McCaskill had previously said she would not base her decision on the thin allegations of sexual assault against Kavanaugh, but what she did base her decision on is rather surprising.
Free speech. She opposes Kavanaugh because of his adherence to free speech.
“He has revealed his bias against limits on campaign donations which places him completely out of the mainstream of this nation,” McCaskill wrote in a statement posted to Twitter. “He wrote, ‘And I have heard very few people say that limits on contributions to candidates are unconstitutional although I for one tend to think those limits have some constitutional problems.’”
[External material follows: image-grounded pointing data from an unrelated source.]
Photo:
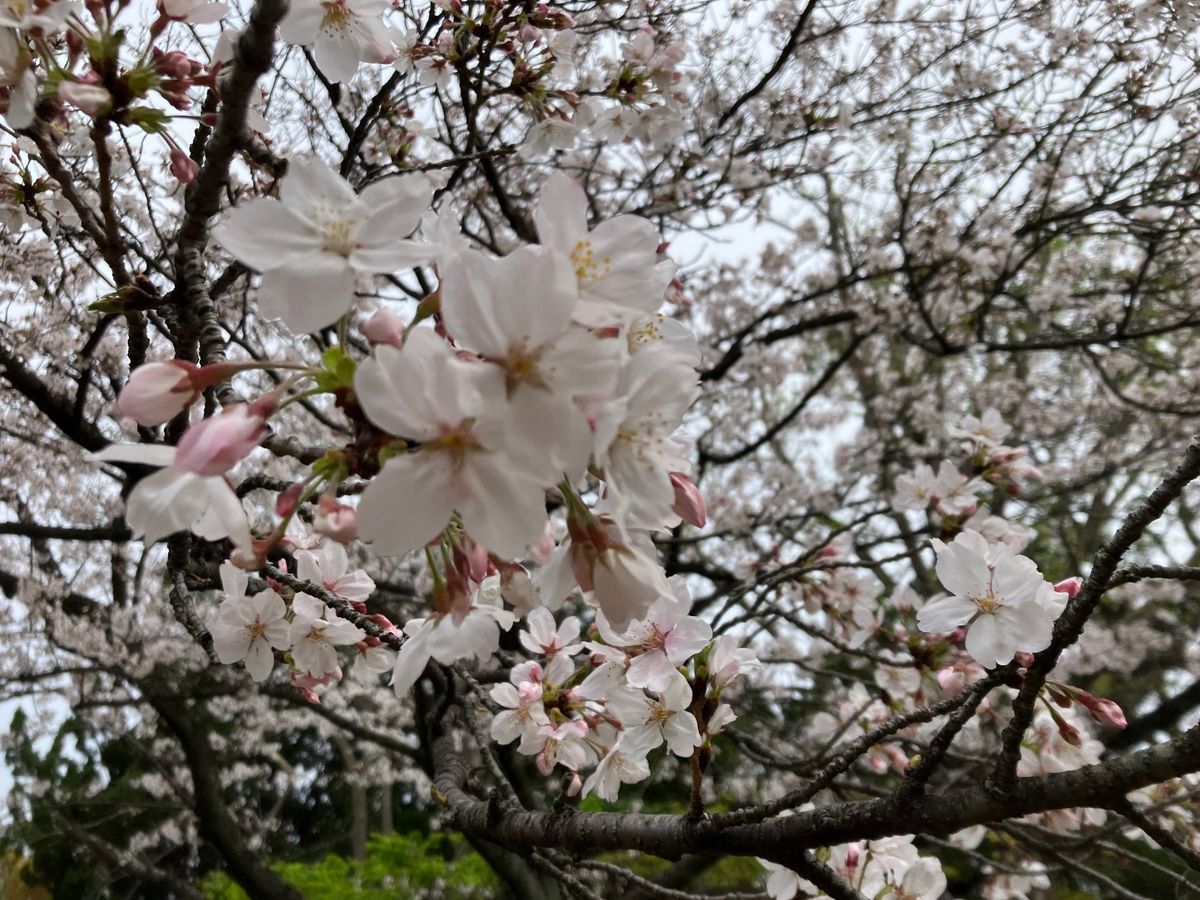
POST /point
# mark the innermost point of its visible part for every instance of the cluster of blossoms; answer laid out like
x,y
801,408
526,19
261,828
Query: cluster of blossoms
x,y
550,373
657,682
954,496
887,868
305,630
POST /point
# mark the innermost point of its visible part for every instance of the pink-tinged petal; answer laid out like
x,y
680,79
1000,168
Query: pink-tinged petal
x,y
989,643
682,733
504,513
945,613
407,504
337,55
310,294
562,215
264,234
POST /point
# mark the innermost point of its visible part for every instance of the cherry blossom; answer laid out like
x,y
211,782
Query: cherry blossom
x,y
316,633
664,718
661,642
173,499
342,33
247,628
471,461
312,243
330,568
623,765
636,439
616,265
544,639
546,363
1000,598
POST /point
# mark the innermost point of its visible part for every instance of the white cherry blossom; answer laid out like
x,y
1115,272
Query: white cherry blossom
x,y
247,628
516,313
663,641
544,639
636,441
330,568
623,765
1000,598
469,460
312,243
173,501
616,264
664,718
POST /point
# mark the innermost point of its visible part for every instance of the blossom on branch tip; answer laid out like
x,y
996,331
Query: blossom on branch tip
x,y
617,270
249,628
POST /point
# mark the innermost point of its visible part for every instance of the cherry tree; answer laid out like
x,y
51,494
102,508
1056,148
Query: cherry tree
x,y
611,432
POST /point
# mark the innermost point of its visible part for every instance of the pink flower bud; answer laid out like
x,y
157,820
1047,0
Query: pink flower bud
x,y
91,99
184,167
214,445
689,503
336,520
384,327
384,623
159,391
1069,587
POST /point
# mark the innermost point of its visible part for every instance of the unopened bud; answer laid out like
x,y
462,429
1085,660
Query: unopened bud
x,y
214,445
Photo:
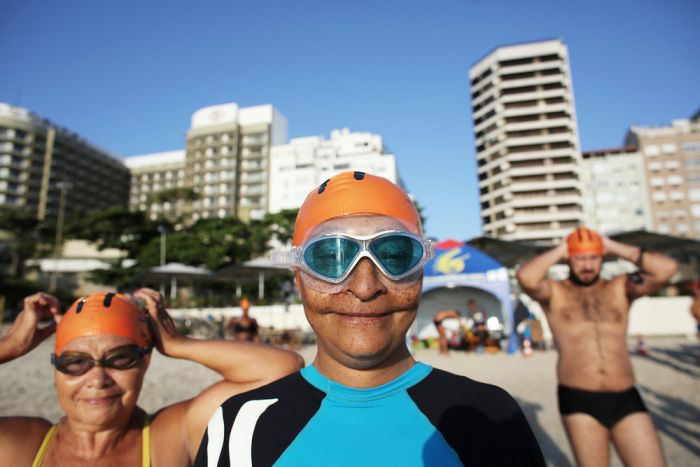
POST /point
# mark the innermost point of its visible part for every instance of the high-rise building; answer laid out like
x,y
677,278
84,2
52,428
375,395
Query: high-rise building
x,y
672,160
527,144
615,184
40,163
227,159
158,184
296,168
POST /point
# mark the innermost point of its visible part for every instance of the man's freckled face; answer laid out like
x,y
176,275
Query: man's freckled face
x,y
586,266
364,320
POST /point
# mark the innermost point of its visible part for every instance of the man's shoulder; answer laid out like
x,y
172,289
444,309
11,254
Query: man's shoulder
x,y
481,422
441,390
292,386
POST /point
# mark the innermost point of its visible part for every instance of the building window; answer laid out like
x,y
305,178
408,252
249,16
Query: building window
x,y
677,195
659,196
652,151
695,210
674,179
669,148
656,181
691,146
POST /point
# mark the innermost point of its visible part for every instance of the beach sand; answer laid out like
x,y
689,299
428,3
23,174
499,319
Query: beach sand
x,y
669,379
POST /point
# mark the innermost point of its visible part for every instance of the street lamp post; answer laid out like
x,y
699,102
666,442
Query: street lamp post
x,y
58,239
163,232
She also suggested that Kavanaugh would “give free reign [sic] to anonymous donors and foreign governments through their citizens to spend money to interfere and influence our elections with so-called ‘issue ads.’” She later tied him to Russia, stating that a Russian company “indicted for election interference is currently using Judge Kavanaugh’s opinion to argue for their innocence.”
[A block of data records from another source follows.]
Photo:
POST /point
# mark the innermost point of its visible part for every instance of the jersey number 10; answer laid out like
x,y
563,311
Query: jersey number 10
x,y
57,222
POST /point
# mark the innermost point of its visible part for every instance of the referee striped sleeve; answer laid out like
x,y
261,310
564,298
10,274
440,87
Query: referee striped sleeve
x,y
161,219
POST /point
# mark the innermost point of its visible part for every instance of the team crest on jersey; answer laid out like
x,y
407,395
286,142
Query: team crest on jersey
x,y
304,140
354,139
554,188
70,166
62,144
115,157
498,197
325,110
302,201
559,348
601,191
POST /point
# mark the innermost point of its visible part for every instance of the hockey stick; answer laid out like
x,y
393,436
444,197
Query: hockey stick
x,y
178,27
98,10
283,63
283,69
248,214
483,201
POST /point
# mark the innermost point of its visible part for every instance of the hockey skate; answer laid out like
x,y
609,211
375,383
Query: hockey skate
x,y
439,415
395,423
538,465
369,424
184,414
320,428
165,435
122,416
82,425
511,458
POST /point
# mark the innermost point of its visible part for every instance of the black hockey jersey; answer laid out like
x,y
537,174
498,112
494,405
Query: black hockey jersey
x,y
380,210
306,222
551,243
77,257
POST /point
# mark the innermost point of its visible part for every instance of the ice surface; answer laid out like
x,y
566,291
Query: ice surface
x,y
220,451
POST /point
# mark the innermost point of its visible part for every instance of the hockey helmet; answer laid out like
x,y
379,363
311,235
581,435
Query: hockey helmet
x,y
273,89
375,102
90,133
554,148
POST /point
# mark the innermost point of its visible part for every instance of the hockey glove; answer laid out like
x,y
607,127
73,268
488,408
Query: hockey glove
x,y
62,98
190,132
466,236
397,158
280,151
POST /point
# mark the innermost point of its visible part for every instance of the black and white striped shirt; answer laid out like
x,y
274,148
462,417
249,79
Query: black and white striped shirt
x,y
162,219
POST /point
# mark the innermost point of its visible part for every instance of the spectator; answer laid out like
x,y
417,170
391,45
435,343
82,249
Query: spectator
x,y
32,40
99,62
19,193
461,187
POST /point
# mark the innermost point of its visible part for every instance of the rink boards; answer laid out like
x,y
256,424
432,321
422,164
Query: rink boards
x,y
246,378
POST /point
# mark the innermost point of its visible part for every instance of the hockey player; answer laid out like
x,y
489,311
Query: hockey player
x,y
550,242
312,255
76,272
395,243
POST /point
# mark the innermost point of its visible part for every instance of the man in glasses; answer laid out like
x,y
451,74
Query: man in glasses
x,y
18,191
McCaskill further said she was “uncomfortable about his view on Presidential power as it relates to the rule of law, and his position that corporations are people” but that his support of “unlimited donations and dark anonymous money, from even foreign interests” was the “determining factor” in her decision to vote against him.
McCaskill is alluding to the Citizens United Supreme Court case, which determined that political campaign spending was protected by the First Amendment. The Left disagrees with this, and continuously rails against the decision, even while accepting so-called dark money allowed by it.
McCaskill is one of the leading senate voices on the “believe all women” mantra that is permeating college campuses and bolstered by the #MeToo movement, so her claim to not consider the allegations against Kavanaugh is telling. Maybe she sees the writing on the wall, as she is currently struggling in her re-election campaign, and as more than 100 lawsuits from students accused of sexual assault on campus have resulted in favorable judge’s opinions that go against what McCaskill has been pushing for years.